While coming up with an idea to create for this hackathon, we ran into a new article by Forbes which outlined research being done by the University of Cincinnati to predict crime based off of data from tweet locations. This tool identifies trends in the data to predict which locations are most likely to have criminal behavior. As a group we came up with an idea to use the text in the tweets instead of the location of the tweet. We did some research and found that many crimes, suicides, acts of terror are committed after making posts of their manifestos on social media. So, we decided to create a twitter based tool that identifies a users psychological behavior from their tweets. This would be useful for law enforcement authorities to keep a watch on users that may be of concern.
What it does
The suspect analysis tool aims to help identify potential criminal behavior of a twitter user based on their twitter posts. This tool is meant to be used as an aid by law enforcement authorities to identify and monitor behavior of potential suspects. Using the natural language processing API from google cloud, we are able to categorize the persons behavior from their posts in six different categories; Love, like, cordial, annoyed, hate, dislike. Based on these categories we can identify a suspects psychological state and generate a report.
How we built it
There were several API's and frameworks that we had to use in order to build this tool. Initially we had to find a way extract the tweets from a twitter users profile using the profile name. This was done using the Twitter API and tweepy library for python. Each tweet made by the user is stored in dictionary that maps the users name to an array of their tweets. This data set was then uploaded to MongoDB where the other frameworks can retrieve the data from. We used MongoDB so that if a twitter user is searched more than once, the tweet data will already be readily available, that way we only need to update the data for each user rather than researching their twitter feed.
Challenges we ran into
The challenges we ran into included deploying a flask web server on a Linux VM, which we overcame by using the Google App Engine. Other challenges included: connecting our React Front End with a MongoDB back-end with an NLP library. This required us to experiment with different sentiment analysis tools, ranging from Google NLP services to IBM Watson. The configurations required to tailor our inputs across various platforms and while scraping the twitter API required us to experiment with it.
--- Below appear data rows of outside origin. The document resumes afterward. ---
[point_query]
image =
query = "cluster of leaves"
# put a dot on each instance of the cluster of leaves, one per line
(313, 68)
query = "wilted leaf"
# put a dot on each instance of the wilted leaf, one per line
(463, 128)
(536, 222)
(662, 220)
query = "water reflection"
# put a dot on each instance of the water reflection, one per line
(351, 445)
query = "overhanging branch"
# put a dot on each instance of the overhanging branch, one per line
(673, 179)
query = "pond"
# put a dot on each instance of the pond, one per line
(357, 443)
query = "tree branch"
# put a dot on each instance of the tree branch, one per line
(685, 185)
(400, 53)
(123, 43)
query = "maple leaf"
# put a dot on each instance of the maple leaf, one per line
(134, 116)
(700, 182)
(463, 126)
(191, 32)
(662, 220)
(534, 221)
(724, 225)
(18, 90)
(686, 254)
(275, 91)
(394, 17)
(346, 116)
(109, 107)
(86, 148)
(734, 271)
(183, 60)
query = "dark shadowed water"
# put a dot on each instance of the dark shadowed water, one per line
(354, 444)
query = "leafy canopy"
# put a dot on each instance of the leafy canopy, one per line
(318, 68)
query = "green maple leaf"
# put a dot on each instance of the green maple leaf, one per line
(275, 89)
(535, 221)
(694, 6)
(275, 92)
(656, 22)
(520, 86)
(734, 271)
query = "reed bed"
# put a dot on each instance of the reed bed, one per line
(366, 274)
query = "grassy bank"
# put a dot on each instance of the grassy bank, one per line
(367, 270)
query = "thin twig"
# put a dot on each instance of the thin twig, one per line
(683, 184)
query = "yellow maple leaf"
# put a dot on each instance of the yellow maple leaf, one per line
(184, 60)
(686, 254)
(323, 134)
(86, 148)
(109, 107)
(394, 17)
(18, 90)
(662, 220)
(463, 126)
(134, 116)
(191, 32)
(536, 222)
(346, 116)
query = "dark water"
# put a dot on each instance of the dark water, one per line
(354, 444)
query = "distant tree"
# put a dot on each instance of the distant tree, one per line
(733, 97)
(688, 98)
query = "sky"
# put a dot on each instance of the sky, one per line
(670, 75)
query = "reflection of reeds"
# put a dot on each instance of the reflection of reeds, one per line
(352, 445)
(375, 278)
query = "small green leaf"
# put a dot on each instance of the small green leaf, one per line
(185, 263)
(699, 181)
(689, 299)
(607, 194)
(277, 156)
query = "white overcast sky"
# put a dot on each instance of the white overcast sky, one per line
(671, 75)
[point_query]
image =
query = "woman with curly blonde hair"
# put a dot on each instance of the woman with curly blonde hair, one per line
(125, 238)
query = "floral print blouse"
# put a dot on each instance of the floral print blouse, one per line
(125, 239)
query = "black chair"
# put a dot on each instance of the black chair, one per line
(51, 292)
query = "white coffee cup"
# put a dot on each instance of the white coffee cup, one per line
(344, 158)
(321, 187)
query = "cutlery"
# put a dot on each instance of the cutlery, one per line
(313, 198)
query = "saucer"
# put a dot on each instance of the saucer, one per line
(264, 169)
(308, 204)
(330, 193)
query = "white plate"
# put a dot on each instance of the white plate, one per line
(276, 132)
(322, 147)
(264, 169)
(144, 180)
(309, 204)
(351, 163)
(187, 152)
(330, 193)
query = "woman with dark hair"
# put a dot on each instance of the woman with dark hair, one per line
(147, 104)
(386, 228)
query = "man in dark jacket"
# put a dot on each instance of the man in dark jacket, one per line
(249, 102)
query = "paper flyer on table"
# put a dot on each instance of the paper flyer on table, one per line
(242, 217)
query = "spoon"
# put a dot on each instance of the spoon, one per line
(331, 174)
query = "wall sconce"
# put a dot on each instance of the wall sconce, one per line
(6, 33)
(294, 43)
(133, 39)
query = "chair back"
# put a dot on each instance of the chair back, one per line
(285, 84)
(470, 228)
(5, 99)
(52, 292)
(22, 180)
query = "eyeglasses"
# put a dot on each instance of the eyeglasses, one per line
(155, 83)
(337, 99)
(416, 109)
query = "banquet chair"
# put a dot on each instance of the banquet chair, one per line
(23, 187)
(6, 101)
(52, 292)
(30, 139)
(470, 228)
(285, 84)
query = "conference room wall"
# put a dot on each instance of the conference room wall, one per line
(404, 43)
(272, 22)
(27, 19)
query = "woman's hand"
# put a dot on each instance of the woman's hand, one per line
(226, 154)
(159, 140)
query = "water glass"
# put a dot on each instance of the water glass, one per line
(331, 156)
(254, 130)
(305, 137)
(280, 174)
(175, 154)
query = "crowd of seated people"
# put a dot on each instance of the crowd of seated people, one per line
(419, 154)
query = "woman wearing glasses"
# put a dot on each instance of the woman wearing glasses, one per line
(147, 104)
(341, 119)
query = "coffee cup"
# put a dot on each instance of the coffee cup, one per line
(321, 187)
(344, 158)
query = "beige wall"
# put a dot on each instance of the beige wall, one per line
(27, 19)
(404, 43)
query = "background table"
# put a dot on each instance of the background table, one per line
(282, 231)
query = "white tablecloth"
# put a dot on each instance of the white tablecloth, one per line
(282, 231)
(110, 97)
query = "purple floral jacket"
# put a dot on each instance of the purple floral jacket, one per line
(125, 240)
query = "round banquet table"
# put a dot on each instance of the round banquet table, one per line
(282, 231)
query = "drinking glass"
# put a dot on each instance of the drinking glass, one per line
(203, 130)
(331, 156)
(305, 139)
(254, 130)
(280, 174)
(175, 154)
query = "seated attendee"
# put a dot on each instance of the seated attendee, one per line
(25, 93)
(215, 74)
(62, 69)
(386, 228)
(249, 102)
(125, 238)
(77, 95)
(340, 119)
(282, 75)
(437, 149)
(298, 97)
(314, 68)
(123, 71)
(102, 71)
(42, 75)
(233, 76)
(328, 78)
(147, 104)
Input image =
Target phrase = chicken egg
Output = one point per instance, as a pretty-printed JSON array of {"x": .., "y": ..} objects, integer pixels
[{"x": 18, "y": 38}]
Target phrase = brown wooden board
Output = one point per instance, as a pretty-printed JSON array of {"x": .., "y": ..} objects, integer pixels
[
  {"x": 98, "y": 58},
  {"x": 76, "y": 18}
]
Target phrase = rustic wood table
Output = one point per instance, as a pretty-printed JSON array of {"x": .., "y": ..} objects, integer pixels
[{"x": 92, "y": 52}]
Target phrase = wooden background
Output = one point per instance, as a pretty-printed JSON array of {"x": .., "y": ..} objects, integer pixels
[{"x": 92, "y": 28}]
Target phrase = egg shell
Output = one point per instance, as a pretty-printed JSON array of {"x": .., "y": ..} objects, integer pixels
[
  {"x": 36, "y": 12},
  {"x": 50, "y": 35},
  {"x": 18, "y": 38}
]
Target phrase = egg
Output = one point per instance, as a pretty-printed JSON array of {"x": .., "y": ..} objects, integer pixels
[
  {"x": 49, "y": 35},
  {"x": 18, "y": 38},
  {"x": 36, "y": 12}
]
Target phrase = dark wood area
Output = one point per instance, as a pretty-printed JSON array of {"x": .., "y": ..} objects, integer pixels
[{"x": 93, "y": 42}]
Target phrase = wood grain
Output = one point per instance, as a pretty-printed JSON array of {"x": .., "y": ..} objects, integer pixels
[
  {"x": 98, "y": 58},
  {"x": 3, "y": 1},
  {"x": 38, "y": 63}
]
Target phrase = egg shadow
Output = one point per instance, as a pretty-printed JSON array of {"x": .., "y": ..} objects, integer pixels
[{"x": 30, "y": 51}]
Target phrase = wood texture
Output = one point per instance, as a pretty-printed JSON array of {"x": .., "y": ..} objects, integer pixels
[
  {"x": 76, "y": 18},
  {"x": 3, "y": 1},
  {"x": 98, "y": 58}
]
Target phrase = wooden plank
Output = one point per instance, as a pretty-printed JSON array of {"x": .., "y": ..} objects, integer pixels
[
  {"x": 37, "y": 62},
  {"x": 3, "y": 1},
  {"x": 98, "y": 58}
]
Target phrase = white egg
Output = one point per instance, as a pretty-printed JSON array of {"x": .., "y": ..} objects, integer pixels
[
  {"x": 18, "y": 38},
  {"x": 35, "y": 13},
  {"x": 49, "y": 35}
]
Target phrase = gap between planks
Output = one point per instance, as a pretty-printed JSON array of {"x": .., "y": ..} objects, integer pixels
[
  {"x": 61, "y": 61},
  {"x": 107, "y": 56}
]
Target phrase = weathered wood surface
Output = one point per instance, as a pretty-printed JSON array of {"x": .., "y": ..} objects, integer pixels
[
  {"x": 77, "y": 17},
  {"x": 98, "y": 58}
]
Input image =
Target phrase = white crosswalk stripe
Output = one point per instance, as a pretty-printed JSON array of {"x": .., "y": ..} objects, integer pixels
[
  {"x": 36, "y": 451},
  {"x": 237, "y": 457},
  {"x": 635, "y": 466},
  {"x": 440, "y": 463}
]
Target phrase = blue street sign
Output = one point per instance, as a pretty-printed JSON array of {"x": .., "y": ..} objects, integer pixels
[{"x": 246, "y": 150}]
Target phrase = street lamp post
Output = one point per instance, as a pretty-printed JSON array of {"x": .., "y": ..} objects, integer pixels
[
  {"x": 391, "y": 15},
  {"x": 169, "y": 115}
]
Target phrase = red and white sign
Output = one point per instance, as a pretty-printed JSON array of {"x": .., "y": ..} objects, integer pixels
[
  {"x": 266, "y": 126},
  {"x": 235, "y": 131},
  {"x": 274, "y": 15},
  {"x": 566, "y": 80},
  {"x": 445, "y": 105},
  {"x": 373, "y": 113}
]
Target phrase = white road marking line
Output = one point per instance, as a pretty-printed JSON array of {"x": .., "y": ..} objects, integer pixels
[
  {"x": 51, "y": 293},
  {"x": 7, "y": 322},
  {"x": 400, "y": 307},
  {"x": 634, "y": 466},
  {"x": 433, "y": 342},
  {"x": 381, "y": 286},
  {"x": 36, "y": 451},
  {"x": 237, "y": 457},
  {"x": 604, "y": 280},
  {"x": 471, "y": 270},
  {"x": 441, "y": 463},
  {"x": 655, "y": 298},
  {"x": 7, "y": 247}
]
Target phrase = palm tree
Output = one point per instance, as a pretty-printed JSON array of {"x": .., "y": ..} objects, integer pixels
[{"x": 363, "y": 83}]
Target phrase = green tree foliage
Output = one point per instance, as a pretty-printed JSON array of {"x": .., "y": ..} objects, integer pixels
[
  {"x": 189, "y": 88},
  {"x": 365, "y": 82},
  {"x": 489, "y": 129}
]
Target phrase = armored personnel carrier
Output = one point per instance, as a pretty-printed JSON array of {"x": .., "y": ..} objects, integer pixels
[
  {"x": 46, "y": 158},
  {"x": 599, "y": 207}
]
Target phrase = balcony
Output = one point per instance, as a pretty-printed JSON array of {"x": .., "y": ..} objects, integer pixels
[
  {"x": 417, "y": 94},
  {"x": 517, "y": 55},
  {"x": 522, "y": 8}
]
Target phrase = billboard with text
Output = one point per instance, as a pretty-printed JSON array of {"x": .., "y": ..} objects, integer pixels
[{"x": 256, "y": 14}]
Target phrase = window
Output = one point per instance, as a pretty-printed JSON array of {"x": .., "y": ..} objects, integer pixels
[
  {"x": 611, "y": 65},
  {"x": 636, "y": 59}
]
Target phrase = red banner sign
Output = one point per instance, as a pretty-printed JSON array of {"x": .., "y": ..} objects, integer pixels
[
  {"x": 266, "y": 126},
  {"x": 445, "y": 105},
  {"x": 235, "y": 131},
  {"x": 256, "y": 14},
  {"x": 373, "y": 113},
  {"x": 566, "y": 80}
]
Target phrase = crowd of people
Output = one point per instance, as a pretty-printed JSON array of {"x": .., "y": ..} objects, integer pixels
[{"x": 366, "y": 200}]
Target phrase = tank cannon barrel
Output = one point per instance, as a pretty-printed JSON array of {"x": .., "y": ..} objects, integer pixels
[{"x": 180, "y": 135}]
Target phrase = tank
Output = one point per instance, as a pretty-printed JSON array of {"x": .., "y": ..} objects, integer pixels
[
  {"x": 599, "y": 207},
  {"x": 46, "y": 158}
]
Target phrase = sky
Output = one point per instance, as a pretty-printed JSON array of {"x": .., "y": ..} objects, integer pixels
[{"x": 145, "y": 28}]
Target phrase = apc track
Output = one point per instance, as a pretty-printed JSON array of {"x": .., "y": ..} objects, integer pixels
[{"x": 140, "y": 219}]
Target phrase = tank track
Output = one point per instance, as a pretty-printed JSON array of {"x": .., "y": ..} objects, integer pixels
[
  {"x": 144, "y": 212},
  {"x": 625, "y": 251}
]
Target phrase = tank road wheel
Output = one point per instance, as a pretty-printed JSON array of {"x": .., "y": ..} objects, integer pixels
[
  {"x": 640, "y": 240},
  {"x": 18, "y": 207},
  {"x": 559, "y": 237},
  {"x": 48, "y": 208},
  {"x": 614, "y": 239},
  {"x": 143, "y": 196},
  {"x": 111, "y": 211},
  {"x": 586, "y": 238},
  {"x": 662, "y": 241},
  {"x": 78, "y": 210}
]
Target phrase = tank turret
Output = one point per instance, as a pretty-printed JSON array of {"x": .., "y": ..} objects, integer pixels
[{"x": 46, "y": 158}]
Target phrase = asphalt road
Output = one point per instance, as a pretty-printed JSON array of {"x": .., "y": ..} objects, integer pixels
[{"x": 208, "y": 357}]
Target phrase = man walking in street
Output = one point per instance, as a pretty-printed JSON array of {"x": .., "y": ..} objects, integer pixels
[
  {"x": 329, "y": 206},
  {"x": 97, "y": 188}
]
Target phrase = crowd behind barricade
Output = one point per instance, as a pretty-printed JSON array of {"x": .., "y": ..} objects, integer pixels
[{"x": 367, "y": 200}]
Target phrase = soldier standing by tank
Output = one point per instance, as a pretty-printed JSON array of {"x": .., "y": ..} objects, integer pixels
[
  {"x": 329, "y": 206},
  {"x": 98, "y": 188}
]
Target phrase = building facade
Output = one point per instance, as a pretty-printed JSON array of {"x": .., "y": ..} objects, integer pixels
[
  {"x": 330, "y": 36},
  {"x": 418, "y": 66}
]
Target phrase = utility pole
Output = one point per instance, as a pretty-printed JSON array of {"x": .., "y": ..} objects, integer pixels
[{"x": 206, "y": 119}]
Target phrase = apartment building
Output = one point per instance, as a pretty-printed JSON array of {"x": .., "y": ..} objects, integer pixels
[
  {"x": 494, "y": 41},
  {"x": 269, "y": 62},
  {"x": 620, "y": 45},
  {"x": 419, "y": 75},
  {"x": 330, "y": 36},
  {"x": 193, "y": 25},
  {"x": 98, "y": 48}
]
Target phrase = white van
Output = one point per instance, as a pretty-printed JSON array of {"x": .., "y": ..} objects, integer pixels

Accomplishments that we're proud of
We are proud of our final project, because it is functioning as designed. When this hackathon started we didn't know each other so were also able create new connections during this hackcthon. While working together we got to know each other strengths and weaknesses so, split the work based on which technologies each person knew. As a result of that we were able to efficiently work together to create out final project.
What we learned
Prior to this hackathon we weren't familiar with the technologies that were required to make a working model for our idea. So, in order to continue with our idea, we attended the workshops for React and Framework for Tackling AI/ML Challenges. We also watched tutorials to learn about how to integrate google cloud platform with MongoDB, Twitter API, Flask and React. Overall, every group member will be leaving this hackathon with a new skill set under their belt!
What's next for Suspect Analysis
In the future, Suspect Analysis can be used by law enforcement agencies to track suspects that may pose a possible threat. We would also like to use other social media platforms such as Reddit, Facbook, Youtube etc. to get a larger data set. Aside from using this tool for identifying suspects, this can be used in a professional work environment to analyze potential candidates for a job to get an idea of whether or not they are fit psychologically for the working environment of the company.